Okay,now ,before starting todays class,let's revise Supervised and Unsupervised learning!(from day1.md)
Cells within the nervous system, called neurons, communicate with each other in unique ways. The neuron is the basic working unit of the brain, a specialized cell designed to transmit information to other nerve cells, muscle, or gland cells.
The brain is what it is because of the structural and functional properties of interconnected neurons. The mammalian brain contains between 100 million and 100 billion neurons, depending on the species.
Theres a difference between machine learning and deep learning
Machine learning is a lot of complex math and coding that, at the end of day, serves a mechanical function the same way a flashlight, a car, or a television does. When something is capable of “machine learning”, it means it’s performing a function with the data given to it, and gets progressively better at that function. It’s like if you had a flashlight that turned on whenever you said “it’s dark”, so it would recognize different phrases containing the word “dark”.

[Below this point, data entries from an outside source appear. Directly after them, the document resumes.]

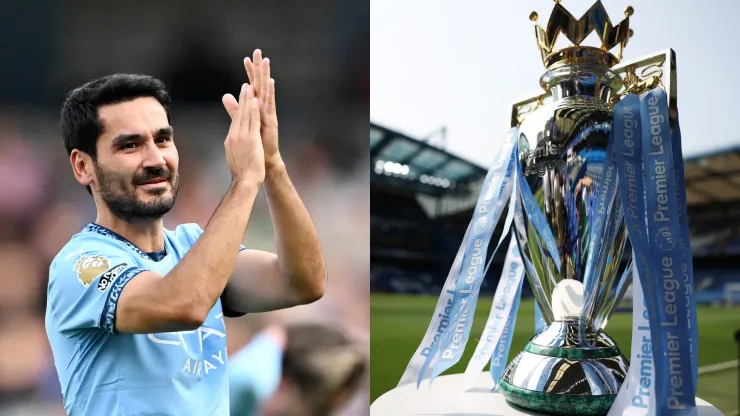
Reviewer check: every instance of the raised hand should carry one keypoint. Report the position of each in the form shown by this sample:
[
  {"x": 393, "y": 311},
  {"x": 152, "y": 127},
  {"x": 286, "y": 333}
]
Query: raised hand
[
  {"x": 245, "y": 154},
  {"x": 258, "y": 73}
]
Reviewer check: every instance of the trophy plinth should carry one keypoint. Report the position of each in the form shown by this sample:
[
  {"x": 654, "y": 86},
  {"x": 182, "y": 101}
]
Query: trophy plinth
[{"x": 563, "y": 373}]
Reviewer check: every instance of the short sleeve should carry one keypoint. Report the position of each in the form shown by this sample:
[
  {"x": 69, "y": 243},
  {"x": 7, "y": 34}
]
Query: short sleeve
[{"x": 85, "y": 286}]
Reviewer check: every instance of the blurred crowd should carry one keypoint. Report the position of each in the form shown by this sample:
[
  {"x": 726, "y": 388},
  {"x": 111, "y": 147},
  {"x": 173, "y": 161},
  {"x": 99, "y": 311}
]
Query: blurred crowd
[{"x": 323, "y": 106}]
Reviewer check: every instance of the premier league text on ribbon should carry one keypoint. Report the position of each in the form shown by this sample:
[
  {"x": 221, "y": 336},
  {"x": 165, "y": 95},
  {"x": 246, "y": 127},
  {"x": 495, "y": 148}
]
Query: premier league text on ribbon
[
  {"x": 641, "y": 399},
  {"x": 464, "y": 286},
  {"x": 477, "y": 257},
  {"x": 659, "y": 181}
]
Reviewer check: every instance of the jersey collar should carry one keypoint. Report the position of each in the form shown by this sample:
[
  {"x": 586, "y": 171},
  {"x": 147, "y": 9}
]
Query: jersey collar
[{"x": 99, "y": 229}]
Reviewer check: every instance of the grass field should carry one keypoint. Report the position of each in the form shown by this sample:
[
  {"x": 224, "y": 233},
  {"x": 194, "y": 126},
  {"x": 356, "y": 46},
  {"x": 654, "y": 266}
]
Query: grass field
[{"x": 398, "y": 324}]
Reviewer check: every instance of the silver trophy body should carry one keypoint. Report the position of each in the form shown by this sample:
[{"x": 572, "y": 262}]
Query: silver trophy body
[{"x": 573, "y": 366}]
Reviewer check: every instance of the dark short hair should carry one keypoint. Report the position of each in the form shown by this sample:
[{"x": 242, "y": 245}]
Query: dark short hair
[
  {"x": 80, "y": 125},
  {"x": 322, "y": 360}
]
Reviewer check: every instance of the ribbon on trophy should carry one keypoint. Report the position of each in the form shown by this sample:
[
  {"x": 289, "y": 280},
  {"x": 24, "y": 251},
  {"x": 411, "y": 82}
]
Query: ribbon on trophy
[
  {"x": 663, "y": 374},
  {"x": 450, "y": 325},
  {"x": 643, "y": 165}
]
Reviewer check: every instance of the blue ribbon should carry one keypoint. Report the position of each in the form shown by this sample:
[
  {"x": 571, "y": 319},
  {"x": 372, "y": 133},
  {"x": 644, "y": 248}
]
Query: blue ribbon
[
  {"x": 639, "y": 131},
  {"x": 500, "y": 356},
  {"x": 688, "y": 264},
  {"x": 468, "y": 284},
  {"x": 676, "y": 382}
]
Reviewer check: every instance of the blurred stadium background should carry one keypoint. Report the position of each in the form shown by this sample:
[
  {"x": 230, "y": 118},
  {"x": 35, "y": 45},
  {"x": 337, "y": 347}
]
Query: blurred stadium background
[
  {"x": 422, "y": 198},
  {"x": 320, "y": 59}
]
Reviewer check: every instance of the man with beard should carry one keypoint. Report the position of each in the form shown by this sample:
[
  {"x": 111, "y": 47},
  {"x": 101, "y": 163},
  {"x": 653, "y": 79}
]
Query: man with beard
[{"x": 135, "y": 311}]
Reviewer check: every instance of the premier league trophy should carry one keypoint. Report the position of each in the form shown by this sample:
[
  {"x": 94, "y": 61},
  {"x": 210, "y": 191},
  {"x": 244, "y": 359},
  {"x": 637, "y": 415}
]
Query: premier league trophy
[
  {"x": 592, "y": 162},
  {"x": 573, "y": 366},
  {"x": 563, "y": 146}
]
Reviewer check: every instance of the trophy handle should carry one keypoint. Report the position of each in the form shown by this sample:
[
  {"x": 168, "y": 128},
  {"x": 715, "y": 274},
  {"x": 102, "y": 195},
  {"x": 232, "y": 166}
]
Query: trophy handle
[{"x": 652, "y": 73}]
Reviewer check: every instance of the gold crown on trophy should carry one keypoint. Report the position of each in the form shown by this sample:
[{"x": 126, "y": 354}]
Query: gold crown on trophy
[{"x": 595, "y": 19}]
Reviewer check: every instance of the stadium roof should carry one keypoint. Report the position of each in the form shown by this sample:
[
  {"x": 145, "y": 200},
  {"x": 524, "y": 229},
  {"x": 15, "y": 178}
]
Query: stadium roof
[
  {"x": 713, "y": 177},
  {"x": 413, "y": 164}
]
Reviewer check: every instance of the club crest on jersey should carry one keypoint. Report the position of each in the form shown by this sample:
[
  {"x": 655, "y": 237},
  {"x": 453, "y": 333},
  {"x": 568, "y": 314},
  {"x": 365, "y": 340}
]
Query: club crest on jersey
[
  {"x": 89, "y": 267},
  {"x": 108, "y": 277}
]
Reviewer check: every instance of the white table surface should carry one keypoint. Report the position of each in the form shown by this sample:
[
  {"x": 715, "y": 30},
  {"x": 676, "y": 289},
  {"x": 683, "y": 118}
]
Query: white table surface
[{"x": 447, "y": 397}]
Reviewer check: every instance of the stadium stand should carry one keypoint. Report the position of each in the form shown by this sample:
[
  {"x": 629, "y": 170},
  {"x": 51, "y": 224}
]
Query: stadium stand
[{"x": 422, "y": 199}]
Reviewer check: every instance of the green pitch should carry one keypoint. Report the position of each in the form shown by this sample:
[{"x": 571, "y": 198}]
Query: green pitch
[{"x": 398, "y": 324}]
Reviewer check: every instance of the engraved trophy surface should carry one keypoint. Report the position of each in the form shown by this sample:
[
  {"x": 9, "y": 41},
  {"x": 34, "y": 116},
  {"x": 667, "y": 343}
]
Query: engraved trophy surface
[{"x": 572, "y": 366}]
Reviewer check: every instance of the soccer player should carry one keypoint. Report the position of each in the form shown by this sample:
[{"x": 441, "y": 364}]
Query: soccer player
[{"x": 135, "y": 312}]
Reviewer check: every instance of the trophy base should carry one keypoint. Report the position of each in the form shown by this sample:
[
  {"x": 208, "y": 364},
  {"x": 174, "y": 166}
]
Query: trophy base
[{"x": 560, "y": 372}]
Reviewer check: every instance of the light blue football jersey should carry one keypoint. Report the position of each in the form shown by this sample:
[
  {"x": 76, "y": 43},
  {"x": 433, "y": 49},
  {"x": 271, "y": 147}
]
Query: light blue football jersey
[{"x": 103, "y": 372}]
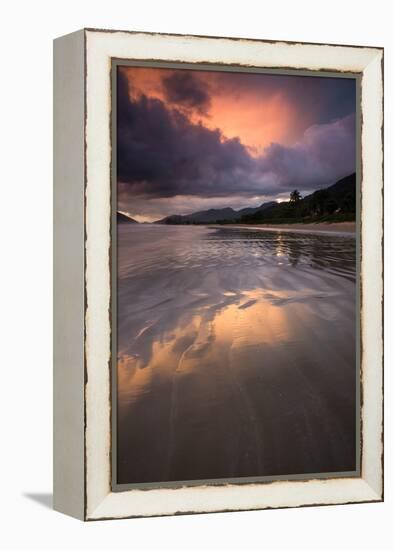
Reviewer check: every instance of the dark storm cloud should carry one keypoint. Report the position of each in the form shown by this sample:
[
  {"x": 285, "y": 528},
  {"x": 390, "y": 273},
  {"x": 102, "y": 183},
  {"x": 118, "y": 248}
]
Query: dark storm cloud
[
  {"x": 162, "y": 154},
  {"x": 185, "y": 89},
  {"x": 326, "y": 98}
]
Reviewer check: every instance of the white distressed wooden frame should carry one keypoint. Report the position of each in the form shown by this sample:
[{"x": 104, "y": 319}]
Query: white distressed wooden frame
[{"x": 82, "y": 469}]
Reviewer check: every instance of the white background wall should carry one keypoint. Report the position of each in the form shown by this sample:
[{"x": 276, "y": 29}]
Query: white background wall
[{"x": 27, "y": 29}]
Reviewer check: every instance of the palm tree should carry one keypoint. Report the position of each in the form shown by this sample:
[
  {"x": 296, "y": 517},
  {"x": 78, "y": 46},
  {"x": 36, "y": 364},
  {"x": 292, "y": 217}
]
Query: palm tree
[{"x": 295, "y": 196}]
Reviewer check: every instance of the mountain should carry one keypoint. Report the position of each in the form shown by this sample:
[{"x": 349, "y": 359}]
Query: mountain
[
  {"x": 123, "y": 218},
  {"x": 213, "y": 215},
  {"x": 334, "y": 203}
]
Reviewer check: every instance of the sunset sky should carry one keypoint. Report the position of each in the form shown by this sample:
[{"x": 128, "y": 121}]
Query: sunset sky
[{"x": 192, "y": 140}]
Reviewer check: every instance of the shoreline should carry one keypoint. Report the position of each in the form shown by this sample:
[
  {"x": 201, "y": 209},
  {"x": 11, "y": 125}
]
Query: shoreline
[{"x": 340, "y": 228}]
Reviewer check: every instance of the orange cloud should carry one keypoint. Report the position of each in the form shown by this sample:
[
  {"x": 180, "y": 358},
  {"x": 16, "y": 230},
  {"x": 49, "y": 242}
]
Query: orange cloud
[{"x": 257, "y": 119}]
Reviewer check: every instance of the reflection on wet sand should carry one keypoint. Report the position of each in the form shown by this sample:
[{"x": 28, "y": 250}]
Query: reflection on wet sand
[{"x": 236, "y": 354}]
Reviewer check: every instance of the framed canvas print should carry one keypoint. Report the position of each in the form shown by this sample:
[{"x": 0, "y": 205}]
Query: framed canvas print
[{"x": 218, "y": 274}]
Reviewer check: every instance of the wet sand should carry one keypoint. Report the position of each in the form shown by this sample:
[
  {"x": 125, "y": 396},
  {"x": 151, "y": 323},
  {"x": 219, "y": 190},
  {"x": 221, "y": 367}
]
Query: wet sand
[{"x": 236, "y": 353}]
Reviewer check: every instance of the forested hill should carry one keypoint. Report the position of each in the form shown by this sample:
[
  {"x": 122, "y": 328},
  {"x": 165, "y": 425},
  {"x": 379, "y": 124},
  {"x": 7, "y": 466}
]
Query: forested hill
[{"x": 334, "y": 203}]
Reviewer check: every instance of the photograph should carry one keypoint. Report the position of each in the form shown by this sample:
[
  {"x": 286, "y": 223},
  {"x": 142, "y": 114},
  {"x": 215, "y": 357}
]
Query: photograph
[{"x": 235, "y": 274}]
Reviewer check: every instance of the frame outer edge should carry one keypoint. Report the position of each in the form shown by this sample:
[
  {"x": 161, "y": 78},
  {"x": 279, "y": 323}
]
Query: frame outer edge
[{"x": 68, "y": 296}]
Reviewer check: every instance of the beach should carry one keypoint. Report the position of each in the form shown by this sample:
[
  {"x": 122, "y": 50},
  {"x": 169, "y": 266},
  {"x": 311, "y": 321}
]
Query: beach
[{"x": 236, "y": 352}]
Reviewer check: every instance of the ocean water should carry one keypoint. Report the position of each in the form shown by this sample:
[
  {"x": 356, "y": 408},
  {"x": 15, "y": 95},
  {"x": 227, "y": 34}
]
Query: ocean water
[{"x": 236, "y": 353}]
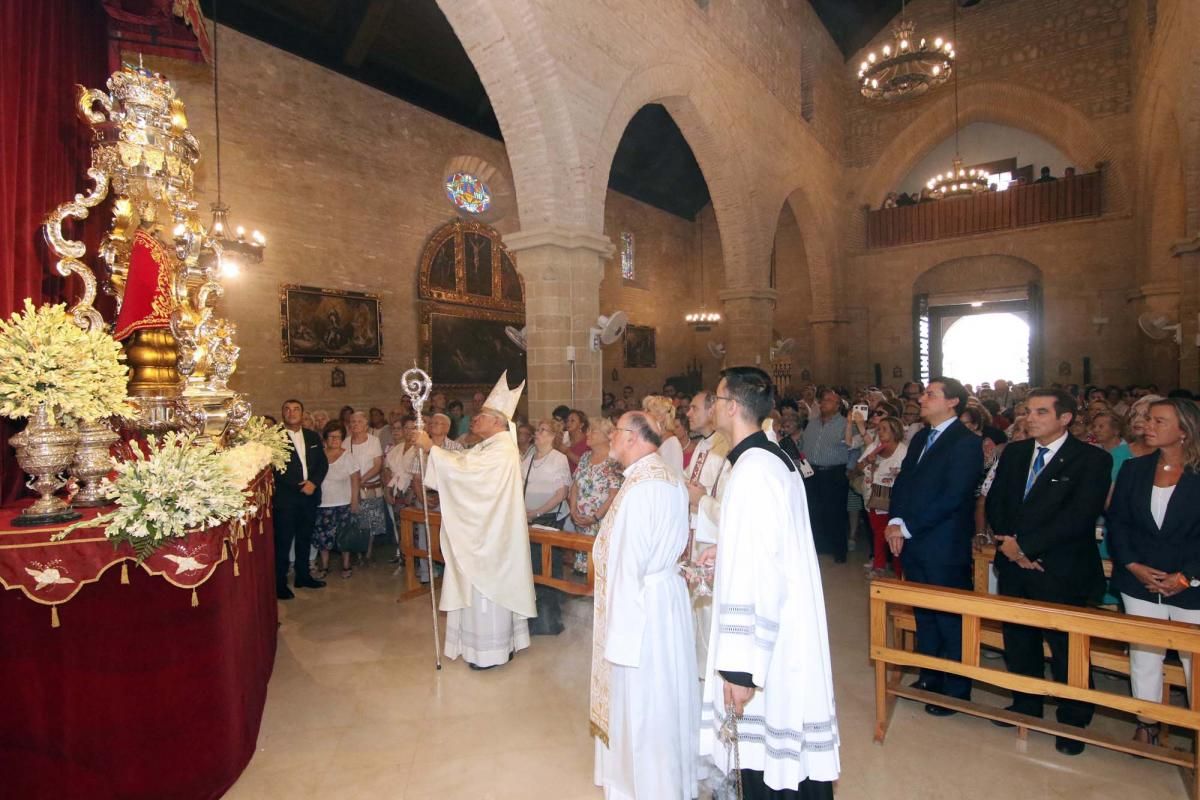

Deep learning In practical terms, deep learning is just a subset of machine learning. Let’s go back to the flashlight example: it could be programmed to turn on when it recognizes the audible cue of someone saying the word “dark”. Eventually, it could pick up any phrase containing that word. Now if the flashlight had a deep learning model, it could maybe figure out that it should turn on with the cues “I can’t see” or “the light switch won’t work”. A deep learning model is able to learn through its own method of computing – its own “brain”, if you will.
Perceptron is a linear classifier (binary). Also, it is used in supervised learningBut how does it work?
The perceptron works on these simple steps
a. All the inputs x are multiplied with their weights w. Let’s call it k.
b. Add all the multiplied values and call them Weighted Sum.
c. Apply that weighted sum to the correct Activation Function.
For Example : Unit Step Activation Function.
In a neural network architecure, there is an input layer, some hidden layers and an output Layer.
The weighted outputs from input layer is passed to the input of next layer, and so on, and we will get the predicted output in numerical form at the output layer.
Overfitting is when the trained model memorizes the undesirable patterns or noise from the training data-set. This is due to too much training or learning capacity(too many hidden layers or neurons in each layer). The consequence of overfitting is that, model cannot generalize to samples outside its training set, which overall reduces the performance of the model. To determine whether the model is overfitting, during the training, compare the loss value on the training and testing set. If the loss on the test set is much larger than in the training set, then the model is overfitting, specially if the training loss is low. However, it is also normal that the test loss is slightly larger than training loss.
Click here to read about Feature Engineering
Suppose, we are given a data “flight date time vs status”. Then, given the date-time data, we have to predict the status of the flight.
As the status of the flight depends on the hour of the day, not on the date-time. We will create the new feature “Hour_Of_Day”. Using the “Hour_Of_Day” feature, the machine will learn better as this feature is directly related to the status of the flight.
Here, creating the new feature “Hour_Of_Day” is the feature engineering.
Read this article about Feature crossing
Read this awesome explanation about One Hot Encoding
This is a form of regression, that constrains/ regularizes or shrinks the coefficient estimates towards zero. In other words, this technique discourages learning a more complex or flexible model, so as to avoid the risk of overfitting.
To model a nonlinear problem, we can directly introduce a nonlinearity. We can pipe each hidden layer node through a nonlinear function. In the model represented by the following graph, the value of each node in Hidden Layer 1 is transformed by a nonlinear function before being passed on to the weighted sums of the next layer. This nonlinear function is called the activation functionclick to read more about activation functions
- ReLu -Rectified linear units
- Sigmoid or Logistic
- Tanh — Hyperbolic tangent
In neural networks, you forward propagate to get the output and compare it with the real value to get the error.
Now, to minimize the error, you propagate backwards by finding the derivative of error with respect to each weight and then subtracting this value from the weight value.
The basic learning that has to be done in neural networks is training neurons when to get activated. Each neuron should activate only for particular type of inputs and not all inputs. Therefore, by propagating forward you see how well your neural network is behaving and find the error. After you find out that your network has error, you back propagate and use a form of gradient descent to update new values of weights. Then, you will again forward propagate to see how well those weights are performing and then will backward propagate to update the weights. This will go on until you reach some minima for error value.
What happens when you try to learn something for an examination? You dont exactly memorise everything as such, right? You create a model inside your head, so that when a question is asked , you can answer accordingly using the model you have inside your head.
The training data must contain the correct answer, which is known as a target or target attribute. The learning algorithm finds patterns in the training data that map the input data attributes to the target (the answer that you want to predict), and it outputs an ML model that captures these patterns.
You can use the ML model to get predictions on new data for which you do not know the target. For example, let's say that you want to train an ML model to predict if an email is spam or not spam. You would provide the network with training data that contains emails for which you know the target (that is, a label that tells whether an email is spam or not spam). The network would train an ML model by using this data, resulting in a model that attempts to predict whether new email will be spam or not spam.